RESEARCH ON STATIC MECHANICAL PROPERTIES AND MICROSTRUCTURE OF COMPOSITE RUBBER CEMENT MORTAR BASED ON ORTHOGONAL EXPERIMENTS

Abstract

An L16 (4×4) orthogonal experiment was conducted to investigate the effect of rubber particle size, rubber content, fly ash content, and silica fume content on the fluidity and mechanical properties of composite rubber mortar, and the corresponding mechanisms were explored. The results indicated that silica fume exhibited the dominant influence on the fluidity of composite rubber mortar, while the rubber content demonstrated the most significant impact on the compressive strength, flexural strength, and flexural-compression ratio of rubber mortar.
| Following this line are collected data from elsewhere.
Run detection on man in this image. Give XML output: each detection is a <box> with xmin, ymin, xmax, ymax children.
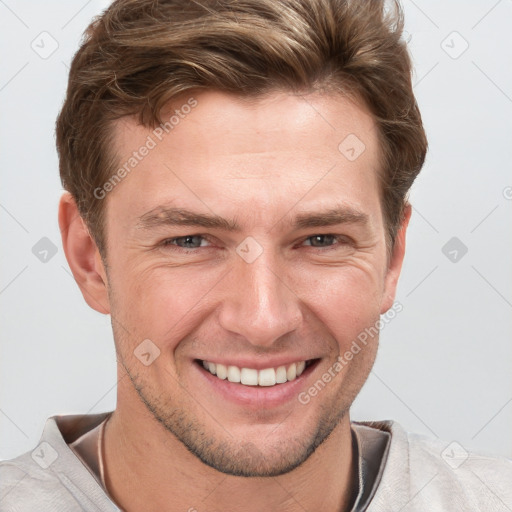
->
<box><xmin>1</xmin><ymin>0</ymin><xmax>510</xmax><ymax>510</ymax></box>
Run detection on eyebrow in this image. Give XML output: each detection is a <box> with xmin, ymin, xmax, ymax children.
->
<box><xmin>292</xmin><ymin>207</ymin><xmax>369</xmax><ymax>229</ymax></box>
<box><xmin>136</xmin><ymin>205</ymin><xmax>369</xmax><ymax>232</ymax></box>
<box><xmin>137</xmin><ymin>207</ymin><xmax>241</xmax><ymax>231</ymax></box>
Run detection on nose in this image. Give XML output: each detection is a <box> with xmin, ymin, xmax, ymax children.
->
<box><xmin>217</xmin><ymin>254</ymin><xmax>303</xmax><ymax>347</ymax></box>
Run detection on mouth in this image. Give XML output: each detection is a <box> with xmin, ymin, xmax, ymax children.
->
<box><xmin>193</xmin><ymin>357</ymin><xmax>322</xmax><ymax>409</ymax></box>
<box><xmin>195</xmin><ymin>358</ymin><xmax>319</xmax><ymax>387</ymax></box>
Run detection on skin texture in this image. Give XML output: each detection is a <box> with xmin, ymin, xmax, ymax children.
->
<box><xmin>59</xmin><ymin>90</ymin><xmax>410</xmax><ymax>512</ymax></box>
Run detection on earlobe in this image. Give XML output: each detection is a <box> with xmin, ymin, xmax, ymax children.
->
<box><xmin>58</xmin><ymin>192</ymin><xmax>110</xmax><ymax>315</ymax></box>
<box><xmin>380</xmin><ymin>204</ymin><xmax>411</xmax><ymax>314</ymax></box>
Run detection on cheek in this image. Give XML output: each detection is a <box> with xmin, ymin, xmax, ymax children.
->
<box><xmin>110</xmin><ymin>263</ymin><xmax>226</xmax><ymax>348</ymax></box>
<box><xmin>108</xmin><ymin>243</ymin><xmax>387</xmax><ymax>355</ymax></box>
<box><xmin>291</xmin><ymin>262</ymin><xmax>385</xmax><ymax>348</ymax></box>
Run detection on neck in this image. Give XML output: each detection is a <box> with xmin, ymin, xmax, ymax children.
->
<box><xmin>103</xmin><ymin>397</ymin><xmax>355</xmax><ymax>512</ymax></box>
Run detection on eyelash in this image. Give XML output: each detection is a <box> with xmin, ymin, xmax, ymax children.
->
<box><xmin>160</xmin><ymin>234</ymin><xmax>352</xmax><ymax>251</ymax></box>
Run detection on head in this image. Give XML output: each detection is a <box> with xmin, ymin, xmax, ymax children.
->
<box><xmin>58</xmin><ymin>0</ymin><xmax>427</xmax><ymax>477</ymax></box>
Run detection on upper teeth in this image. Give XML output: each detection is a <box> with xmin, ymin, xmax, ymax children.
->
<box><xmin>202</xmin><ymin>360</ymin><xmax>307</xmax><ymax>387</ymax></box>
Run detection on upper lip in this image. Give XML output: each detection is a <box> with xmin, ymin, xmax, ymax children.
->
<box><xmin>196</xmin><ymin>356</ymin><xmax>318</xmax><ymax>370</ymax></box>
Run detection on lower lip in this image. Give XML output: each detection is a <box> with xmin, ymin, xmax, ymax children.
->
<box><xmin>194</xmin><ymin>359</ymin><xmax>320</xmax><ymax>409</ymax></box>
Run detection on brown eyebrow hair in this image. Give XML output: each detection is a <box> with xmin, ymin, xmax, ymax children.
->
<box><xmin>137</xmin><ymin>207</ymin><xmax>241</xmax><ymax>231</ymax></box>
<box><xmin>136</xmin><ymin>205</ymin><xmax>369</xmax><ymax>232</ymax></box>
<box><xmin>292</xmin><ymin>207</ymin><xmax>369</xmax><ymax>229</ymax></box>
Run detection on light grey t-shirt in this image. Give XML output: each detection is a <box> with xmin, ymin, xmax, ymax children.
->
<box><xmin>66</xmin><ymin>412</ymin><xmax>389</xmax><ymax>511</ymax></box>
<box><xmin>1</xmin><ymin>412</ymin><xmax>511</xmax><ymax>511</ymax></box>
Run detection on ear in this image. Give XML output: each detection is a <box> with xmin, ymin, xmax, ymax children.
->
<box><xmin>380</xmin><ymin>204</ymin><xmax>411</xmax><ymax>314</ymax></box>
<box><xmin>58</xmin><ymin>192</ymin><xmax>110</xmax><ymax>314</ymax></box>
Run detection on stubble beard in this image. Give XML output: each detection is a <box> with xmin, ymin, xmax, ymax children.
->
<box><xmin>121</xmin><ymin>356</ymin><xmax>350</xmax><ymax>478</ymax></box>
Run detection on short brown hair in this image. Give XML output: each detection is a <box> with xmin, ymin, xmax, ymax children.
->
<box><xmin>56</xmin><ymin>0</ymin><xmax>427</xmax><ymax>256</ymax></box>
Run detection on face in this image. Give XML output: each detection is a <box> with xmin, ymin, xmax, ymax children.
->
<box><xmin>88</xmin><ymin>90</ymin><xmax>405</xmax><ymax>477</ymax></box>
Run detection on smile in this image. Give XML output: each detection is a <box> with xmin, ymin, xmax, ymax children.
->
<box><xmin>199</xmin><ymin>359</ymin><xmax>315</xmax><ymax>387</ymax></box>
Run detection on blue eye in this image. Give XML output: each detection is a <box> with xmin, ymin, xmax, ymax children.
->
<box><xmin>164</xmin><ymin>235</ymin><xmax>207</xmax><ymax>249</ymax></box>
<box><xmin>304</xmin><ymin>235</ymin><xmax>338</xmax><ymax>247</ymax></box>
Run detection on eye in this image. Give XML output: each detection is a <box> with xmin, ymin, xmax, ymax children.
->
<box><xmin>303</xmin><ymin>235</ymin><xmax>339</xmax><ymax>248</ymax></box>
<box><xmin>163</xmin><ymin>235</ymin><xmax>209</xmax><ymax>249</ymax></box>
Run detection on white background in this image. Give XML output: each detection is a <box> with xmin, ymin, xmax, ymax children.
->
<box><xmin>1</xmin><ymin>0</ymin><xmax>511</xmax><ymax>461</ymax></box>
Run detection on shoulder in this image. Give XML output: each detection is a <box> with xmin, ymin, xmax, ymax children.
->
<box><xmin>0</xmin><ymin>413</ymin><xmax>117</xmax><ymax>512</ymax></box>
<box><xmin>354</xmin><ymin>420</ymin><xmax>512</xmax><ymax>512</ymax></box>
<box><xmin>0</xmin><ymin>451</ymin><xmax>77</xmax><ymax>511</ymax></box>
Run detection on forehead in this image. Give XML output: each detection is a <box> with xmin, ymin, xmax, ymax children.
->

As the curing age increased, the reinforcing effect of fly ash and silica fume on the compressive and flexural strength of composite rubber mortar became more pronounced, indicating that an appropriate amount of fly ash and silica fume exerted a positive synergistic effect on the mechanical strength of composite rubber mortar. Furthermore, both fly ash and silica fume can improve the weak interfacial transition zone (ITZ) caused by rubber incorporation. This improvement leads to a denser pore structure in the composite rubber mortar. As a result, the enhanced mechanical properties significantly reduce the strength loss induced by rubber. Through orthogonal experimental analysis, the optimal combination A1B1C4D2 was identified, corresponding to a rubber particle size of 150 mesh, rubber content of 5%, fly ash content of 20%, and silica fume content of 5%. This specific formulation demonstrated the most favorable comprehensive performance characteristics for the composite rubberized mortar.